Once we’ve built or simulated a Bayesian posterior, not only might we want construct estimates and assess hypotheses, we might want to use our model to make predictions for future data.

RECOMMENDED READING

Bayes Rules! Chapter 8.

8.1 Warm-up

We’re playing a game in which our friend flips a fair coin $\theta \in \{1,4\}$ times and then records $Y$, the number of Heads. The friend doesn’t tell us $\theta$, but does tell us $Y$. And based on a past analysis in which we observed $Y = 0$, suppose we have the following posterior model of $\theta$:

$\theta$	1	4
$f(\theta\|y=0)$	0.6	0.4

WARM-UP 1

Let $Y'$ be the number of Heads that your friend gets the next time they flip the coin $\theta$ times.

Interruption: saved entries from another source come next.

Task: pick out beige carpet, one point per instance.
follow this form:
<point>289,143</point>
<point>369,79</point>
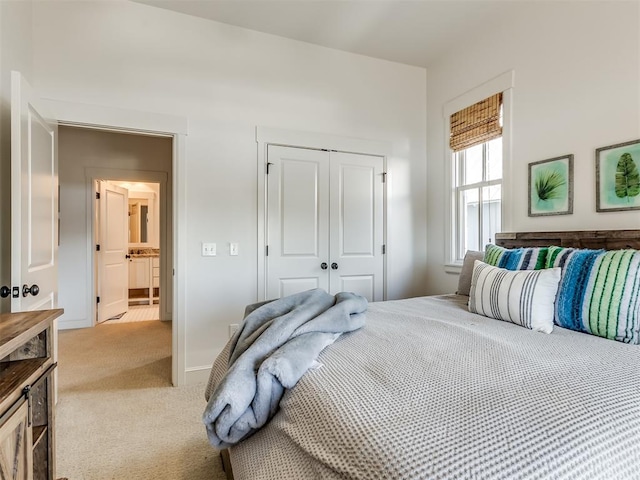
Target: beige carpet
<point>118,417</point>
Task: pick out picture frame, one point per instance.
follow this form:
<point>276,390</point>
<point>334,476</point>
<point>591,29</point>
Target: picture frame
<point>551,186</point>
<point>618,177</point>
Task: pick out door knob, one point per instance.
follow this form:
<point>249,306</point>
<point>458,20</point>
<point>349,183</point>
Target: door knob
<point>34,290</point>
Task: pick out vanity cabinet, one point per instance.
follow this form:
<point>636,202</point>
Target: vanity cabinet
<point>139,272</point>
<point>144,273</point>
<point>27,366</point>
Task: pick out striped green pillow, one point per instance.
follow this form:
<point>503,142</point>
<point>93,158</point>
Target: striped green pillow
<point>526,258</point>
<point>599,292</point>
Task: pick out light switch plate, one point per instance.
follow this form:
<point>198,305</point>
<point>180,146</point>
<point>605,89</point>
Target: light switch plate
<point>208,249</point>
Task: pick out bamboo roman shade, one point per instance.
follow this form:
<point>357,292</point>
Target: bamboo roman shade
<point>476,124</point>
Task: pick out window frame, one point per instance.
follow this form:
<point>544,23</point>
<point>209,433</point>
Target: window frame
<point>502,83</point>
<point>460,187</point>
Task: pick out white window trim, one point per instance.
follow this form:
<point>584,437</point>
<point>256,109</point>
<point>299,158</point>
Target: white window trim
<point>502,83</point>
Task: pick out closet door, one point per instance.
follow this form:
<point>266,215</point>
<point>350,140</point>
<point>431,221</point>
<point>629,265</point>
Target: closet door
<point>356,225</point>
<point>297,220</point>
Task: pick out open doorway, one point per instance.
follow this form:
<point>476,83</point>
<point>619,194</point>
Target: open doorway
<point>88,158</point>
<point>127,262</point>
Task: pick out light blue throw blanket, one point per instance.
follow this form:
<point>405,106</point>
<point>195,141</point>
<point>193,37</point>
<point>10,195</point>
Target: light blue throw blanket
<point>276,344</point>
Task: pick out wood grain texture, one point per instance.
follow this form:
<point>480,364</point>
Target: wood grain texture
<point>596,239</point>
<point>16,329</point>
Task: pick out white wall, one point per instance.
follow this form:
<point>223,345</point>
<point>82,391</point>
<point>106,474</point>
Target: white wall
<point>577,88</point>
<point>15,54</point>
<point>227,81</point>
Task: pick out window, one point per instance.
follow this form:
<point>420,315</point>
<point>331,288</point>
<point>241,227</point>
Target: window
<point>476,144</point>
<point>478,195</point>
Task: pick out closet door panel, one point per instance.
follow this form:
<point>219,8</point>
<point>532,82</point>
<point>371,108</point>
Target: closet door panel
<point>356,225</point>
<point>297,220</point>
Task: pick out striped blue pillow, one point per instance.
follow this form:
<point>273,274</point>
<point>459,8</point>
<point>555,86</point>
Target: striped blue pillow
<point>523,297</point>
<point>599,292</point>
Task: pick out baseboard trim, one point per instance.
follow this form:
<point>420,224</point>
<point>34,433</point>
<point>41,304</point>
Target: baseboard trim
<point>70,324</point>
<point>195,375</point>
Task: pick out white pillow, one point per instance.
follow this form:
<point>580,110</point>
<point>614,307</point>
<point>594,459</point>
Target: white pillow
<point>523,297</point>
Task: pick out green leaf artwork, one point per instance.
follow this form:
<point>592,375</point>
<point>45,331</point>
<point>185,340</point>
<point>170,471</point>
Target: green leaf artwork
<point>548,184</point>
<point>627,177</point>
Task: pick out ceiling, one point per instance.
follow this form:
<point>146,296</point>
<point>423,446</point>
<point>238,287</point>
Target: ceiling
<point>414,32</point>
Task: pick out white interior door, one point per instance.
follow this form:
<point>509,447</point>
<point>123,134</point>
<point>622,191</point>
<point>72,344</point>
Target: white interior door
<point>356,213</point>
<point>298,220</point>
<point>113,238</point>
<point>34,202</point>
<point>325,222</point>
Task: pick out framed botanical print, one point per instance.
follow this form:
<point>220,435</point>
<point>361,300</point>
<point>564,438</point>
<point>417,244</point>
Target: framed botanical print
<point>618,177</point>
<point>551,186</point>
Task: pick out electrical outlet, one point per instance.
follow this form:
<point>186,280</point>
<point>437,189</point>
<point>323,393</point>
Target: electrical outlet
<point>233,328</point>
<point>208,249</point>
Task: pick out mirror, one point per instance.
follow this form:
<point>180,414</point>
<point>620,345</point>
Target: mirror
<point>138,220</point>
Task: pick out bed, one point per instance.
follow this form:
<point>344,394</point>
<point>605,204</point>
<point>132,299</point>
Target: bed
<point>428,390</point>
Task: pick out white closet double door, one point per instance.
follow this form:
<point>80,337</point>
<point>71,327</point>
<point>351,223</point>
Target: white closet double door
<point>325,222</point>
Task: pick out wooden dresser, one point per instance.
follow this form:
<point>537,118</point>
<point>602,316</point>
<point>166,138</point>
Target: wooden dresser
<point>27,365</point>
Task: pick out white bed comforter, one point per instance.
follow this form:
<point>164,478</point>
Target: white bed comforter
<point>427,390</point>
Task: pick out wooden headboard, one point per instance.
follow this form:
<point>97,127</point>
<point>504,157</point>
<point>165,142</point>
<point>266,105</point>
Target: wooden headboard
<point>606,239</point>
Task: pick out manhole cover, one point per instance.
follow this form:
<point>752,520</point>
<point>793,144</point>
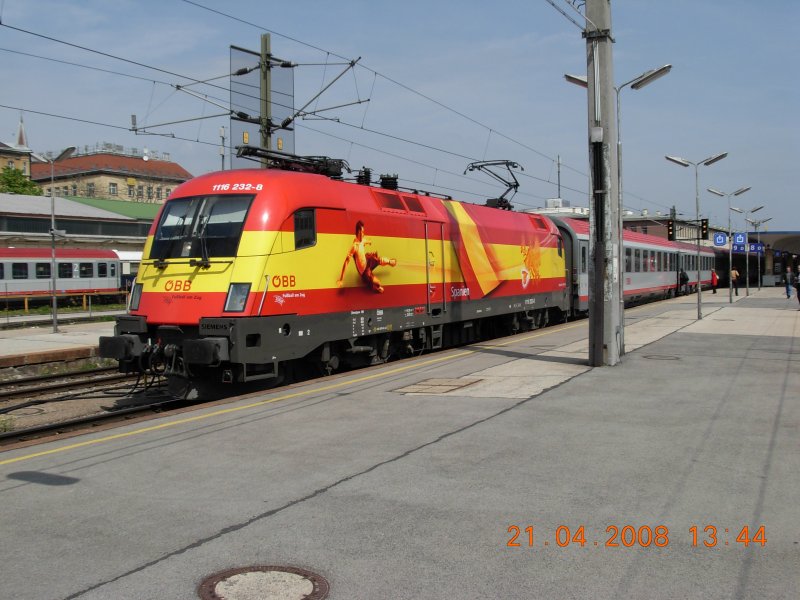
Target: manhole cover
<point>264,583</point>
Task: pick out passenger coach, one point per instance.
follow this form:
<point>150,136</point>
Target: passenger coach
<point>28,271</point>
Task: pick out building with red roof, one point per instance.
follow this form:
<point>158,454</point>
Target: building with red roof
<point>111,173</point>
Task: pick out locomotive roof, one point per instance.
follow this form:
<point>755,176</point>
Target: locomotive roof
<point>19,253</point>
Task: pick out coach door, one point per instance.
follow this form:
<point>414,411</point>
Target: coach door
<point>434,268</point>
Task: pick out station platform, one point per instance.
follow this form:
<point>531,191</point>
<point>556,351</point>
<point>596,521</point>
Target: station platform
<point>31,342</point>
<point>507,469</point>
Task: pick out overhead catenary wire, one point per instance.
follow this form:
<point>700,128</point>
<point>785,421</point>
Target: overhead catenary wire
<point>375,73</point>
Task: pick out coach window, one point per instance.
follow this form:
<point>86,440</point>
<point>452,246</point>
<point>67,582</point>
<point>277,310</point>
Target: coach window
<point>19,270</point>
<point>584,257</point>
<point>305,231</point>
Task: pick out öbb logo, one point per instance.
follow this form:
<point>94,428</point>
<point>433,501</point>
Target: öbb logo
<point>178,285</point>
<point>283,281</point>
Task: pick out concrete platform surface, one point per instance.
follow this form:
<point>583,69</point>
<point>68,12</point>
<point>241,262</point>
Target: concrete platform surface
<point>508,469</point>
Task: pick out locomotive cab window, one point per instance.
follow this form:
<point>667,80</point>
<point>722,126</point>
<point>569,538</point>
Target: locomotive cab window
<point>305,230</point>
<point>201,226</point>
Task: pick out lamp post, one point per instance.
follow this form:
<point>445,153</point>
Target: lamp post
<point>758,224</point>
<point>685,163</point>
<point>64,154</point>
<point>747,248</point>
<point>636,83</point>
<point>738,192</point>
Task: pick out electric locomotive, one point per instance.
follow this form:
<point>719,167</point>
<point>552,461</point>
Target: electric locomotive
<point>247,272</point>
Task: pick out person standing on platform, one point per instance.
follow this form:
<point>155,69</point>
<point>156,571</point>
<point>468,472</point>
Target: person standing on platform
<point>797,284</point>
<point>683,279</point>
<point>788,281</point>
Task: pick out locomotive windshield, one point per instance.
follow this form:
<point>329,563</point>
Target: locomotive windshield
<point>201,227</point>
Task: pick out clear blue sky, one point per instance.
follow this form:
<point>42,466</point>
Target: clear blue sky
<point>495,72</point>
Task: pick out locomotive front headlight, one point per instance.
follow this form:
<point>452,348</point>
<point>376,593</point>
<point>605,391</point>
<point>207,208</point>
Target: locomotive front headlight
<point>136,296</point>
<point>237,297</point>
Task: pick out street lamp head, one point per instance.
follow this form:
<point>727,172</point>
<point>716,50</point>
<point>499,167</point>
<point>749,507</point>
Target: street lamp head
<point>580,80</point>
<point>650,76</point>
<point>678,161</point>
<point>712,159</point>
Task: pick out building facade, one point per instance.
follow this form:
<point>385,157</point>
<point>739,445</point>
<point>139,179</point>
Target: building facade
<point>111,175</point>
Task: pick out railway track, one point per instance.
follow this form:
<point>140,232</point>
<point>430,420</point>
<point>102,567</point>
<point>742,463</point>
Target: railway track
<point>35,408</point>
<point>49,385</point>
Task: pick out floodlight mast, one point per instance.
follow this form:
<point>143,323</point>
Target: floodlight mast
<point>747,248</point>
<point>738,192</point>
<point>62,155</point>
<point>685,163</point>
<point>758,224</point>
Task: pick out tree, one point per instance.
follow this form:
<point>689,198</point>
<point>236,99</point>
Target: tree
<point>12,180</point>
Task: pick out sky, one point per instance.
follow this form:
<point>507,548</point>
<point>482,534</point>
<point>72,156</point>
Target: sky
<point>446,83</point>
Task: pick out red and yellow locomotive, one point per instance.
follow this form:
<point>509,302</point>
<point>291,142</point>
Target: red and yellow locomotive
<point>247,271</point>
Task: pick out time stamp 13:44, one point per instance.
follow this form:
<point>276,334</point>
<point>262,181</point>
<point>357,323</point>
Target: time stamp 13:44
<point>629,536</point>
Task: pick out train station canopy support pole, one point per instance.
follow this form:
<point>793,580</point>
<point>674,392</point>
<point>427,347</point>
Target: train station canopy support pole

What’s your best guess for $Y'$: 0, 1, 2, 3, or 4? Why?

WARM-UP 2

Of course, there’s more than one possible outcome for $Y'$:

Thus instead of providing a single best guess, it’s important to build a complete posterior predictive model for $Y'$. Like any probability model, this defines the possible outcomes of $Y'$ and the relative plausibility of these outcomes. Prove that this posterior predictive model has the following pmf:

$y'$	0	1	2	3	4
$f(y'\| y = 0)$	0.325	0.4	0.15	0.1	0.025

Posterior prediction models

Let $f(\theta | y)$ be the posterior pdf/pmf of $\theta$ given we observed data $Y = y$. To predict a new data outcome $Y'$ we have to consider two sources of variability:

sampling variability in the data
$Y'$ can take on more than one value. This randomness in $Y'$ is defined by its conditional pdf/pmf, $f(y' | \theta)$.
posterior variability in $\theta$
Some values of $\theta$ are more plausible than others. This randomness in $\theta$ is defined by the posterior pdf/pmf $f(\theta | y)$.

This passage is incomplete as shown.